Balancing Integrity with Privacy in Virtual Learning

10/5/2020

With the coronavirus pandemic continuing much longer than anticipated, schools adjusting to fully virtual classes or a hybrid model are scrambling to find ways to ensure their strict standards of academic integrity. However, these efforts have delved into a gray area of personal privacy for students very quickly. 

The rise of proctoring software such as Proctorio, ProctorU, Respondus, Examity, and HonorLock, is unsurprising in our changed world. Instructors are focused on giving a mostly-unchanged class experience, and with that comes similar exams to those that would be administered in an in-person academic semester. Proctoring services allow test-takers to be rigorously monitored while taking an exam, both deterring and detecting forms of cheating. The goal is certainly not malicious. With students in completely different environments, the effort to standardize test-taking through strict standards of integrity ensures fairness. Problems with online proctoring lie in the implementation, not the principle.
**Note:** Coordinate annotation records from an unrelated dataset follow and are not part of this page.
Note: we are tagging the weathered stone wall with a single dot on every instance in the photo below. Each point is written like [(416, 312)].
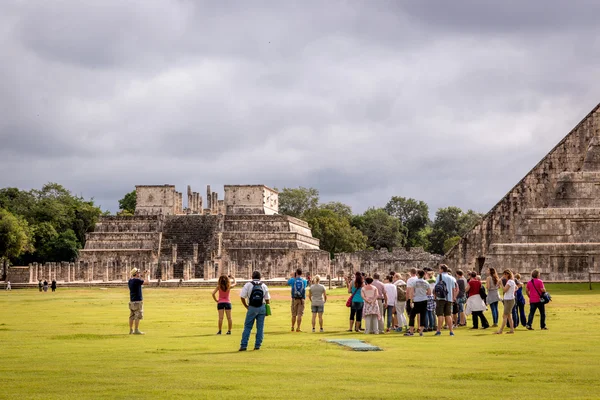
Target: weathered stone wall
[(251, 199), (157, 200), (383, 261), (536, 190)]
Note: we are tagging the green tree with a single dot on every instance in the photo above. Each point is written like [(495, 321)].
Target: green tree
[(381, 229), (334, 231), (15, 235), (128, 202), (413, 215), (340, 209), (296, 202)]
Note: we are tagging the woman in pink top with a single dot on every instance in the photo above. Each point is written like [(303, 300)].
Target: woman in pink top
[(223, 303), (535, 287)]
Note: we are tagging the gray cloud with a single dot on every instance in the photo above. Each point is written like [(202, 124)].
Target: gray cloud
[(448, 103)]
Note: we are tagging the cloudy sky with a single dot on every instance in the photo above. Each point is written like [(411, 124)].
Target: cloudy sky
[(451, 102)]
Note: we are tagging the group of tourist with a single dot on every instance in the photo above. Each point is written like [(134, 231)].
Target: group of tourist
[(384, 306), (43, 285)]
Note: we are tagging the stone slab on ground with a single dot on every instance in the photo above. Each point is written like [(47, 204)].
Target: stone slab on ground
[(355, 344)]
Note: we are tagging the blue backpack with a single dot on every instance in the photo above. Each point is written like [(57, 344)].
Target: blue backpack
[(298, 289)]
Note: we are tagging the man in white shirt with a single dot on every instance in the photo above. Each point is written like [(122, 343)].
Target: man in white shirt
[(401, 302), (254, 295)]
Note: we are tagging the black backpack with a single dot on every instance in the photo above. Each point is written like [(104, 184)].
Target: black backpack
[(256, 295), (440, 289)]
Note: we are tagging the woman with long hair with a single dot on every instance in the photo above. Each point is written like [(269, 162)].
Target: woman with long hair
[(224, 286), (422, 289), (508, 302), (357, 302), (493, 283), (475, 304)]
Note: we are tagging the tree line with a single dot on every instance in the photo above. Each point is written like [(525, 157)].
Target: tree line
[(45, 225), (402, 222)]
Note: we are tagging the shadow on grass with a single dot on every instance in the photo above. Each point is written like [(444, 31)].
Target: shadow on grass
[(89, 336)]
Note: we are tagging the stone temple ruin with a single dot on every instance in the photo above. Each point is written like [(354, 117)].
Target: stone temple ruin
[(237, 235), (550, 220)]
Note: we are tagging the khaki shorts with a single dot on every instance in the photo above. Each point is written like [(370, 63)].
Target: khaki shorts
[(508, 306), (297, 307), (136, 310), (443, 308)]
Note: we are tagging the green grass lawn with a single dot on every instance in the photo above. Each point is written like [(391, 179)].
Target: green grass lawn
[(75, 344)]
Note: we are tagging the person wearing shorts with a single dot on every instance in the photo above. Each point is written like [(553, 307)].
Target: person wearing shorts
[(224, 285), (509, 301), (136, 302), (318, 297), (443, 306), (298, 299)]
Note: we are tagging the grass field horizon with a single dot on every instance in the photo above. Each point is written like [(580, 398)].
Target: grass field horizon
[(75, 344)]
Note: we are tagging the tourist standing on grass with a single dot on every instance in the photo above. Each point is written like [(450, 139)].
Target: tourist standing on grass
[(475, 304), (534, 289), (430, 324), (298, 285), (519, 308), (136, 302), (401, 297), (371, 310), (224, 286), (421, 290), (410, 289), (391, 295), (508, 301), (381, 300), (461, 299), (255, 296), (493, 283), (318, 297), (357, 302), (444, 299)]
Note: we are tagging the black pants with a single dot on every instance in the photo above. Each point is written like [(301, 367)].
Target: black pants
[(542, 308), (477, 315), (420, 308)]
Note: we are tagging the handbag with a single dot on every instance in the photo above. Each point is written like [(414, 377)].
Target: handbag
[(545, 297)]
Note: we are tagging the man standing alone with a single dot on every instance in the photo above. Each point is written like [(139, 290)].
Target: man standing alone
[(136, 302), (298, 285), (254, 295), (445, 291)]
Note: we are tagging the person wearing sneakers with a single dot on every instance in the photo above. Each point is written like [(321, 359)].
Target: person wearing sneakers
[(534, 289), (255, 296), (445, 291), (421, 290), (223, 302), (318, 298), (298, 285), (508, 302), (136, 302)]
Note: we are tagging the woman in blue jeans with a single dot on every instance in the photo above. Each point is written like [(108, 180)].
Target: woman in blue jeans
[(357, 302), (519, 308), (493, 283)]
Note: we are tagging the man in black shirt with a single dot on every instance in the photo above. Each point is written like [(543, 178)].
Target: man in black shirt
[(136, 302)]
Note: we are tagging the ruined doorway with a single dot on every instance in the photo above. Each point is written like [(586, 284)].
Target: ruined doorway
[(480, 264)]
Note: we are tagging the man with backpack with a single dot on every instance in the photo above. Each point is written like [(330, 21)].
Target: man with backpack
[(254, 295), (445, 291), (298, 285)]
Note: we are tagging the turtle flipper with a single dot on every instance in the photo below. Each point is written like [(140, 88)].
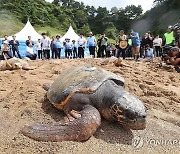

There is a stark difference between in-person and online proctoring, specifically in the way data is collected and used. Online software uses methods such as recording a student using video, audio, screen recording, keystroke logging, and more. Some services are downloaded on your device and have full access to your website data at all times, very clearly going beyond the scope of test taking. To further prevent cheating, some even use artificial intelligence to verify identities and conduct gaze detection

The basic issues are clear. Requiring students to install what is essentially malware on their personal devices to take an exam isunjustand shows a major lack of trust in students as a whole. Artificial intelligence in these programs poses another issue with its inherent biases. Facial recognition has been proven to have repeated issues with racism, sexism, and transphobia, while eye gaze or sound detection could pose significant issues for students living with family members or roommates. Beyond the test itself, there is no transparency to students as to how their personal recordings are stored or used, and in an era where data breaches are common this is extremely unsettling.

Granted, students are not innocent in this debate either. As long as students are actively finding ways around these proctoring tools, stricter tools will continue to be used. It’s unfortunate in a case like this that “one bad egg ruins the basket”, but in an education system where grades are so dependent on how an entire class performs, the negative cycle makes sense.

Solutions come in various forms. A good step to start is increasing transparency between students and instructors. No more being told to install and trust a third-party program without evidence. Another is to reform the way students are assessed during virtual learning. Rather than keep tests the same as their in-person counterparts, adapt the test to be application based so that answers cannot be simply searched, or allow the test to be open note but change questions to be more rigorous accordingly. Change assessments to suit the environment they are administered in while protecting the privacy of students trying to learn. 

There’s certainly no easy solution, as no online test taking process will be as safe and secure as in-person exams. In the meantime, however, we should not be complacent with an unjust and harmful system. A sense of digital privacy and agency is increasingly important in the growing digital world, and certainly should not falter for a test.